Isabel Sampson-Mapp insists she has the best job at Penn. Outside her tiny, cluttered office on a recent cloudy morning the hallway is beginning to fill up with cans and boxes and cartons. It’s the culmination of Penn’s Thanksgiving holiday food drive, and, as always, the Penn community has stepped up to the plate.

Donations will be coming from all across campus,” she beams. “Last year we tripled the number of families we could serve.”

Now, with Christmas on the horizon, Mapp is ramping up her Adopt-a-Family campaign, and if previous years are any indication, Penn will come through on that community service project, too. “We try to help make Christmas merry for kids,” says Mapp, who directs Penn’s Volunteers in Public Service program, housed in the Center for Community Partnerships. Instead of having an office Pollyanna, “and getting not so great gifts,” Mapp suggests offices and departments collect donations to “adopt” a family and buy them gifts for the holiday.

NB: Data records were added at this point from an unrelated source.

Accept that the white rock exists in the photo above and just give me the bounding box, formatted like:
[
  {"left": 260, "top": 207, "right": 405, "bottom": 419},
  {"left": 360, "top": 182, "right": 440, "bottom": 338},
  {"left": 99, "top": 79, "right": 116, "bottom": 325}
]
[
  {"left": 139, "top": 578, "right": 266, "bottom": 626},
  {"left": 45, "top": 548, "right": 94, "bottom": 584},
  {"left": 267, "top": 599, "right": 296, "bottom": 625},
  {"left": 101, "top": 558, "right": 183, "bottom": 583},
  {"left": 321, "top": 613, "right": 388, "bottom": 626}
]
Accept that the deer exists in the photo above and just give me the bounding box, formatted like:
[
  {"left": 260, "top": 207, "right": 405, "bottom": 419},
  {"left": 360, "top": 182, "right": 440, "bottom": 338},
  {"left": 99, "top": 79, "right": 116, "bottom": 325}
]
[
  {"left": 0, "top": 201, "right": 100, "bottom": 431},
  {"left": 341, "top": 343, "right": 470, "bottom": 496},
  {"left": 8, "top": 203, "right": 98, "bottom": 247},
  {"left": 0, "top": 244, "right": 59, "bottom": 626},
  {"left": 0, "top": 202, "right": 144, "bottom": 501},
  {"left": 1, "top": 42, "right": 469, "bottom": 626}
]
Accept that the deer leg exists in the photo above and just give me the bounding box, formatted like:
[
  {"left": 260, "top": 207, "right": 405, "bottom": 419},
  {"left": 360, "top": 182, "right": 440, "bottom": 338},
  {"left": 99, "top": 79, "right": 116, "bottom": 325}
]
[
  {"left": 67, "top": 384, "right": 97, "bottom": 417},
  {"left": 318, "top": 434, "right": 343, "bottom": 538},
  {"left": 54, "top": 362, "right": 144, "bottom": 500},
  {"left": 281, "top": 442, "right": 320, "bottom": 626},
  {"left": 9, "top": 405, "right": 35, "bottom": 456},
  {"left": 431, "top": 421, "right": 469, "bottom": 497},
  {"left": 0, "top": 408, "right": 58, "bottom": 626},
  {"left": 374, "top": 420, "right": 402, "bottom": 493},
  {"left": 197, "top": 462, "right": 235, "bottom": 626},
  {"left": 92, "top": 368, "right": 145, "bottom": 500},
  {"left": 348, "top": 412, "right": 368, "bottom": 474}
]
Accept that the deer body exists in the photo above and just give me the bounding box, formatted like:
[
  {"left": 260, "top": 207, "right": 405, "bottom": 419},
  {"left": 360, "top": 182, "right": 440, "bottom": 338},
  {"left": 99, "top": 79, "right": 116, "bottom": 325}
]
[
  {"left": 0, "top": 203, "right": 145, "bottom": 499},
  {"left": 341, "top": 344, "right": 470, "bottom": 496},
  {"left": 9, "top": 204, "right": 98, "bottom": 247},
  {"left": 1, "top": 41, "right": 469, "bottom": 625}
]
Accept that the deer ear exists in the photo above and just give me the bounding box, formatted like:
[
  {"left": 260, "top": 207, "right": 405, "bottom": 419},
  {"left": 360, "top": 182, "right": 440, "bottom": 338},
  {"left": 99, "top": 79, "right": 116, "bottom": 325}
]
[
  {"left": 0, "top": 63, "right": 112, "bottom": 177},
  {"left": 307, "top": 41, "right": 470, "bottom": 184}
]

Last holiday season more than 50 offices did just that. Mapp works with two agencies to verify that the families are truly needy and then matches up the families to the departments, based on the number of donors involved and the number of children in the families. Often families will offer a brief wish list of toys or clothes they would like to receive. “The thing that made me sad this year is so many people are looking for coats,” says Mapp. “I can’t imagine not being able to afford a coat.”

Once departments have gathered donations, they have different ways of playing Santa. Some, says Mapp, collect the money and have one person do the shopping. Others assign people to buy gifts for a particular child. “Whichever way works best,” she says. Even with modest individual donations, a large department can quickly raise a substantial sum. Enough for, say, a kids’ bike, a skateboard, even a TV.

Delivering the gifts can be a hurdle for some departments, and Mapp acknowledges this can be difficult since, “you get to see some intense situations.” The reactions, she says, range from not being allowed in to being welcomed in with open arms. “Sometimes you’ll go to a house and there’ll be no light, which just highlights the need, but smiles on their faces,” says Mapp, who recalls visiting a family that had just suffered a fire. “All they had were large black trash bags all around. They were thrilled to have these beautifully wrapped gifts.” If you don’t choose to deliver, she says, her department can take care of it.

Mapp says she sees herself as a facilitator and a conduit. “I’ve yet to ask for something I haven’t gotten. If you ask for it, they will give.”